Hopefully, your bank has pulled all your advertising and major marketing campaigns around products for the months of November and December as those two months are the most ineffective to promote bank products. Not only are people and businesses distracted during those times, but banks have to compete against a barrage of other advertising and marketing messages from retailers. Given higher advertising prices and lower response rates, December and November, respectively, are the two worst months for marketing return on investment. If you don’t keep the data, you would at least know this as we published this back in 2013 (Here). Now, we update our data to get you the latest so your bank can be more effective.
The January Effect
Back in 2013, to many bank’s surprise, we highlighted the fact that the first two weeks in January were excellent times to market and convert customers, as both inquiries and account openings were strong. Since we published that blog, we have looked at Google search engine data for the last 10 years and find two material trends that banks can take advantage of.
The first is that the “January Effect” is alive and well. The first five weeks of the year is a time when many households and business start to execute on their new year’s resolutions in getting their financial house in order. Bank switching is at its high, as is new account opening for things like 401(k)s, 529 college savings plans, health savings accounts, checking and savings.
The Digital Effect
The second interesting aspect that the data shows is that the January Effect is more pronounced than as it has been in past years. This is due to two aspects. One is that with the rise of mobile, we find more customers doing research on both banks and products on their phones. This is more than just cannibalization of desktop search, but an expansion of research by both consumers and businesses. The other driver of the digital January Effect is the fact that with more banks having online account opening capabilities weather becomes less of a factor. Thus, when a potential customer does his or her research online they can now shorten the conversion time cycle and go right to the bank of choice and open an account online. Weather, it now seems, presents less friction.
To that point, 2015 marks the first year that “online” appears in the top five search terms in most every major category. Thus, not only do potential customers want to research savings or checking accounts, but they are now specifically looking for “online savings accounts” and moving directly to opening them online. This has served to amplify the January Effect.
Other Actionable Takeaways from the Data
In addition to the above, here are 10 other items from the 10 years’ worth of data that we have collected that every bank manager and marketer should know:
- Next to November and December, the post-tax time period between mid-April through mid-June is the next worst time to market deposit products.
- Retail customers are very sensitive (and responsive) to anything having to do with retirement in January.
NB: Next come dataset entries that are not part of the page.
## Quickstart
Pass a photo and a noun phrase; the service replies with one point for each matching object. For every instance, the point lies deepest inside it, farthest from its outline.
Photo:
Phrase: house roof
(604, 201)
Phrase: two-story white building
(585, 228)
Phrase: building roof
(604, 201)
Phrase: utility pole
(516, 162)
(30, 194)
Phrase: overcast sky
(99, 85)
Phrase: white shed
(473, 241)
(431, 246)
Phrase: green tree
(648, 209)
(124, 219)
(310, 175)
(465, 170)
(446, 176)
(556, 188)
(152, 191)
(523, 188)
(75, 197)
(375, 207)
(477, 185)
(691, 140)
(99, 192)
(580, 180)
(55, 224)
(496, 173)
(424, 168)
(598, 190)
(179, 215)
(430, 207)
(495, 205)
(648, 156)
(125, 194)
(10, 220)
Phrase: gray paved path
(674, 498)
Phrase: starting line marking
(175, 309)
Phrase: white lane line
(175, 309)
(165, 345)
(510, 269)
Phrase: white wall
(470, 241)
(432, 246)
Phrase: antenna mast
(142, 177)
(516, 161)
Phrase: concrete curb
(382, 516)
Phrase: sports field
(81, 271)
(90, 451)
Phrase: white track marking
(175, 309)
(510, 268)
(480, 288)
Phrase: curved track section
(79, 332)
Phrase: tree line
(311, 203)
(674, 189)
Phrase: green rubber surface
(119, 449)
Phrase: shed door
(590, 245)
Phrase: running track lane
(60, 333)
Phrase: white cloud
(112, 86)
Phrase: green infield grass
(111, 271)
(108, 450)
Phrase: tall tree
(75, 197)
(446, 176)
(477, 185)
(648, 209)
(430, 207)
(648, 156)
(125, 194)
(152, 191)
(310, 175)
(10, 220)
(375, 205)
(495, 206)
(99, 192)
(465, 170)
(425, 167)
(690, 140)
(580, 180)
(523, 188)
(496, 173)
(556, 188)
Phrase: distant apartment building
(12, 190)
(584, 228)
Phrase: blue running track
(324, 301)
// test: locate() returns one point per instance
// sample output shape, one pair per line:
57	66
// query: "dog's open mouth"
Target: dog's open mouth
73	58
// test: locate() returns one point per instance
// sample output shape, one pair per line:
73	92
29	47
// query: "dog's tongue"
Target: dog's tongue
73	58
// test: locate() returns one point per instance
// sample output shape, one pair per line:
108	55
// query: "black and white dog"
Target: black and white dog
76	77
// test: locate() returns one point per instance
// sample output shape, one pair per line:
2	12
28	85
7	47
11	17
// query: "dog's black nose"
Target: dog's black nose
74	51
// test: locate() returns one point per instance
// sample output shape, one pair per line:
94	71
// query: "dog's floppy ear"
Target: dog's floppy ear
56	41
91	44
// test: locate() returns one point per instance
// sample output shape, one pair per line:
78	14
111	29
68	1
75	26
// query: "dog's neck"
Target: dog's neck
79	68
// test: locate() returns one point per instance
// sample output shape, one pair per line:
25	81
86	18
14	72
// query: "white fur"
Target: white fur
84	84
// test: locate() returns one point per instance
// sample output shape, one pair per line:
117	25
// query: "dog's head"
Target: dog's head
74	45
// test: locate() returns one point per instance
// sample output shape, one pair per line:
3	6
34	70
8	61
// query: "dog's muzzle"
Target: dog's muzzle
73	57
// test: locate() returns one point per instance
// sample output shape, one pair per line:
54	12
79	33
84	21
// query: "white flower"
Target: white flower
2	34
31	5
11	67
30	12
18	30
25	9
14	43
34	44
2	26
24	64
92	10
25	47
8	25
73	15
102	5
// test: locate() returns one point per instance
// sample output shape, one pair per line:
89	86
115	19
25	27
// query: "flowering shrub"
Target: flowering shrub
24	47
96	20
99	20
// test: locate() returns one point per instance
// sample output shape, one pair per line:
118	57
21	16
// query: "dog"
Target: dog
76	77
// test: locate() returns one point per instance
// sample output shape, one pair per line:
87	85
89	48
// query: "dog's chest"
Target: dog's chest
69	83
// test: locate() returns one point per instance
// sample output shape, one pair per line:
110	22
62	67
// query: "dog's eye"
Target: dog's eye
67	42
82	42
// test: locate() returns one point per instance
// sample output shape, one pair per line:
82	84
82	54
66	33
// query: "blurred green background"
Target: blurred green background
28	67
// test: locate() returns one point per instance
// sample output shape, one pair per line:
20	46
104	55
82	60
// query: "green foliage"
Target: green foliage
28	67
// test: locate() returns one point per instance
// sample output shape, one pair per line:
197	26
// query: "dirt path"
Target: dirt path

- Marketing health savings accounts (HSA) is generally a bank’s best marketing return on investment. Not only are customers responsive, but few banks do it, so you stand out. If you are going to market your HSA, it is best to market in February to new customers and October for existing customers (reminding them of the account and how to use it).
- It is 26% more effective to market a checking account than it is a savings account.
- It is 20% more effective to market a savings account over a money market account.
- It is 50% more effective to market a money market account over a certificate of deposit (CD).
- Unless you are marketing on rate, CDs are one of the worst marketing investments you can make of any major deposit account category.
- Customers are very responsive to any account that is “free” and any type of rate promotion.
- Chase, Wells Fargo, Citibank, PNC, SunTrust and Ally (in that order) have the most effective deposit marketing.
- USAA does the best of any community bank when it comes to deposit account marketing
Putting the Data into Action
It is important to remember that the above is an aggregation of data from across the US and that marketing responsiveness varies by customer base and geography. This is why it is important for every bank to experiment, record and analyze the data in order to improve their return. In general, banks can make better use of their marketing efforts by frontloading their budget during the first quarter of the year and then going dark through the “red times” highlighted on the chart. Marketing specific products like health savings accounts, free checking, interest checking, business checking and any account that you can open online (if you have the capabilities) is usually your best deposit account marketing return on investment.
Stay tuned over the next couple weeks, as we will be looking at marketing mortgage, commercial loan and fee lines of business. Until then, we will offer one more major insight to ponder – marketing ROI and interest rate movement are positively correlated. That is, when rates rise, consumers and businesses are more responsive to deposit account marketing. Given that the Fed is likely to move rates for the first time in seven years this month, January could be the best time in more than a decade to market your deposit products. You should get your campaigns ready.